What to know about canker sores, the bumps that form on your mouth or tongue
Have you ever woken up to find an annoying red or white bump inside your mouth or on your tongue? It might just be a canker sore, also known as an apthous ulcer.
Here's more information about why and where canker sores can appear and what can be done about them.
What causes canker sores?
Canker sores and cold sores are not the same thing. While cold sores are a result of herpes simplex virus type 1 (which about half of all Americans have), canker sores are unrelated to oral herpes — and the good news is that these painful growths are only temporary.
Additionally, canker sores only appear on the inside of the mouth (sometimes on the throat, too), while cold sores usually appear on a person's lip.
“They tend to happen in kids, teens and young adults, usually between ages 10 and 20," Dr. Melissa Piliang, a dermatologist at the Cleveland Clinic, told TODAY. "And they happen more commonly in girls than boys. There are certain things that can bring them on or make them worse."

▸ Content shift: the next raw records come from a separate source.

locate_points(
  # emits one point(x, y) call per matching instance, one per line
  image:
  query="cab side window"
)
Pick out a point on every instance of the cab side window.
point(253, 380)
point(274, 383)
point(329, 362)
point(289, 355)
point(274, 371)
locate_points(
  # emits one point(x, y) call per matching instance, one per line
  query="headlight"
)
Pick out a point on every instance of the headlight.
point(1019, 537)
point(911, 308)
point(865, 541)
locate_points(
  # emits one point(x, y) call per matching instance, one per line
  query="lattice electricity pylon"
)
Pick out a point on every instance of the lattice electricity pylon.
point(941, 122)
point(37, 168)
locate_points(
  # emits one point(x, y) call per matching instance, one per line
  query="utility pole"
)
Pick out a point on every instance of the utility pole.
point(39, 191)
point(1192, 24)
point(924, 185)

Hormonal changes as well as emotional stress can also trigger canker sores, Piliang said. Deficiencies in certain vitamins like B12, folate and iron are also linked to outbreaks.
More commonly, however, the culprit is an inner mouth injury or irritation.

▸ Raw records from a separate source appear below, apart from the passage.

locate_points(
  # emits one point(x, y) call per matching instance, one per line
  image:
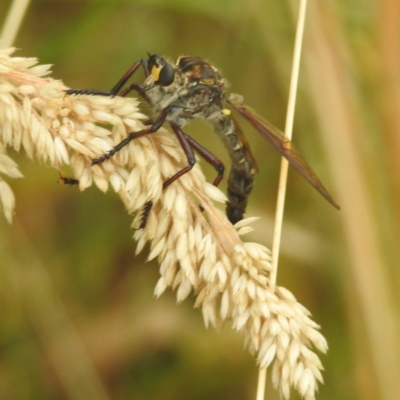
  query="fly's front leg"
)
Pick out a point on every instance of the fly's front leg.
point(116, 89)
point(133, 135)
point(186, 146)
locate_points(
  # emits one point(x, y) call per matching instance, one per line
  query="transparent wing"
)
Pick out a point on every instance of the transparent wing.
point(281, 143)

“Some people get them when they get braces, when the edge of braces nicks the mouth," Dr. Thomas Rohrer, a Boston-based surgical dermatologist told TODAY. "Or when someone gets hit with a ball, and makes a bump in the mouth, canker sores can develop at the sight.”

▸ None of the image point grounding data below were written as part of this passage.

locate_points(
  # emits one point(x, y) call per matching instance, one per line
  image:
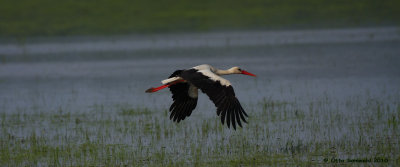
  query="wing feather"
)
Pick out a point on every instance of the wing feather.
point(220, 92)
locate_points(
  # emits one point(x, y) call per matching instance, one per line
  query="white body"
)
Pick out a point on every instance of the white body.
point(209, 71)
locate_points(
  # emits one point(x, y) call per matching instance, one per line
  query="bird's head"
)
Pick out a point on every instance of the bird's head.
point(237, 70)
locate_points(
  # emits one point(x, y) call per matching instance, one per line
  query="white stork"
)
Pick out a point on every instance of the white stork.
point(184, 85)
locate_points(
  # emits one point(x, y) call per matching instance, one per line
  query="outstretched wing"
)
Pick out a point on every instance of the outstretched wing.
point(185, 99)
point(220, 92)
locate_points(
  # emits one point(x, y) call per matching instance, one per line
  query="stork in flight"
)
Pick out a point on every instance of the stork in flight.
point(184, 85)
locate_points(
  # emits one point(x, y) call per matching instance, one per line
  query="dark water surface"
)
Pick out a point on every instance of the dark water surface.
point(337, 76)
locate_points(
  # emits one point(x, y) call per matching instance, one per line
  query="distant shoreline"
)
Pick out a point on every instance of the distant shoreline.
point(22, 19)
point(53, 45)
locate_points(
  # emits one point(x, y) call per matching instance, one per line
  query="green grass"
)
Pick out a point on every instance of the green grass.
point(72, 17)
point(298, 134)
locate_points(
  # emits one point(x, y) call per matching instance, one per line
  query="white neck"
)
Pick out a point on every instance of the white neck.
point(224, 72)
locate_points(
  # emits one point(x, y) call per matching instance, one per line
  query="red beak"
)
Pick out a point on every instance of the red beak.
point(247, 73)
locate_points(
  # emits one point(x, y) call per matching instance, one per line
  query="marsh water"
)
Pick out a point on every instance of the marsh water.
point(335, 90)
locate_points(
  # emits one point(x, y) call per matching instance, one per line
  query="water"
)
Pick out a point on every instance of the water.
point(314, 89)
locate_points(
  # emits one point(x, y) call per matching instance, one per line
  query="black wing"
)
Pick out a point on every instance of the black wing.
point(183, 104)
point(228, 106)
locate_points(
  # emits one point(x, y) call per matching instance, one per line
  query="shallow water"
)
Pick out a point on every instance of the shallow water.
point(318, 86)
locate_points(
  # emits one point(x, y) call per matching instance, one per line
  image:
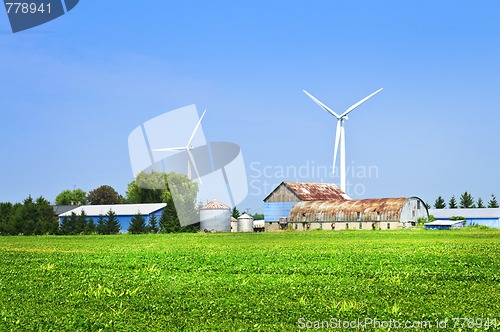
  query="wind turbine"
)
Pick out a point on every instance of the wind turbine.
point(188, 149)
point(340, 135)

Spicy or acidic foods (think lemons, pineapples, oranges and even apples) can also irritate the mouth and lead to a growth, Rohrer added.
In addition, research suggests genetics can play a role in how often you get these annoying bumps. They may start to appear first in childhood or adolescence.
Healing canker sores
There is no immediate way to get rid of canker sores, as doctors say there isn’t a cure. But if they are too bothersome, a topical pain-relieving cream such as Orajel is probably the best bet. If braces are causing irritation and canker sores, an orthodontist can supply wax strips that can be applied over the metal to prevent scraping.
Canker sores should go away within one to two weeks on their own. If they are causing more severe irritation, don't subside or keep re-appearing, a doctor can provide other options.
“If they’re bad and really bothering you, you can see a dermatologist who can give you a topical steroid, which can help it go away faster,” Piliang said.